In the first quarter of 2009, Asset Acceptance said that revenues slipped 11 percent to $57 million. The company took a $3.4 million net impairment charge on purchased debt compared to a charge of $400,000 in the first quarter last year. Cash collections in the quarter fell 6 percent to $94.1 million.
Traditional call center collections dropped to $41 million in Q1 2009 from $47.5 million in the first quarter 2008. The legal collections channel increased slightly to $38.7 million from $38.2 million while Other collections (collection agency forwarding, bankruptcy and probate) were relatively flat at $14.4 million.
"The collections environment continued to be difficult this quarter, but we saw some easing during March,” said CEO Rion Needs in a press release. “We knew we would face strong headwinds as we entered 2009, and against this backdrop we achieved what we set out to do this quarter.”

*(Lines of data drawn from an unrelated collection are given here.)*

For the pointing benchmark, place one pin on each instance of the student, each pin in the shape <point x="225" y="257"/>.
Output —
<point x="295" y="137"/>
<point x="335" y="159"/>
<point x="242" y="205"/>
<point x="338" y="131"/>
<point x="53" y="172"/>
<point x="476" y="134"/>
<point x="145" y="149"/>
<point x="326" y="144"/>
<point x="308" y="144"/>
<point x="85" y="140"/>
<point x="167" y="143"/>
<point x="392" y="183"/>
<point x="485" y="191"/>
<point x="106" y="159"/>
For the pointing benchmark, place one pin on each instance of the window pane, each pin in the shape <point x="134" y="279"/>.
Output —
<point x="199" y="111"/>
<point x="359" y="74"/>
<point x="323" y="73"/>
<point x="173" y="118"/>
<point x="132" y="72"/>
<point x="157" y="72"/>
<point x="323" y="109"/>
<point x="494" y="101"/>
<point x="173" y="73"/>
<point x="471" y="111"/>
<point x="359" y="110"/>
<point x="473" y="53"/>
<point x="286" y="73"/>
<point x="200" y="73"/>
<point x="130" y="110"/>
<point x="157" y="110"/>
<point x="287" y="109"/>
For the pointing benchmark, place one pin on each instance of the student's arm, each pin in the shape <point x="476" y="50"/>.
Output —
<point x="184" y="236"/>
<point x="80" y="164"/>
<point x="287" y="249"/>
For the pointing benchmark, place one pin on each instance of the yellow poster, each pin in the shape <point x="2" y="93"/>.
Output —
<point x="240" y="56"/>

On a conference call to discuss results, Asset Acceptance’s management team said that the improvements in March appear to have carried over into April. They noted that the benefit the company sees from tax refund season typically extends into May.
Asset Acceptance noted that it reduced costs in the first quarter. Operating expenses dropped 6.2 percent when compared to expenses in the prior year period. The company was also able to pay down $19.5 million in debt in the quarter as it controlled its level of portfolio purchasing.
In the quarter, the company invested $22.1 million to purchase 31 charged-off consumer debt portfolios with a face value of $747.8 million, compared to the $542.8 million in face value debt it bought in Q1 2008.
Mark Redman, SVP and CFO, said, “We carefully controlled our levels of purchasing in the first quarter and expect to do so again in the second quarter in order to free up capital to purchase at what we expect will be more advantageous pricing in the second half of 2009 and early 2010.”
Asset Acceptance noted that it averaged 955 full-time equivalent collectors in the first quarter, up from the 901 in Q1 2008, but down from the 1,003 it averaged in the fourth quarter of 2008.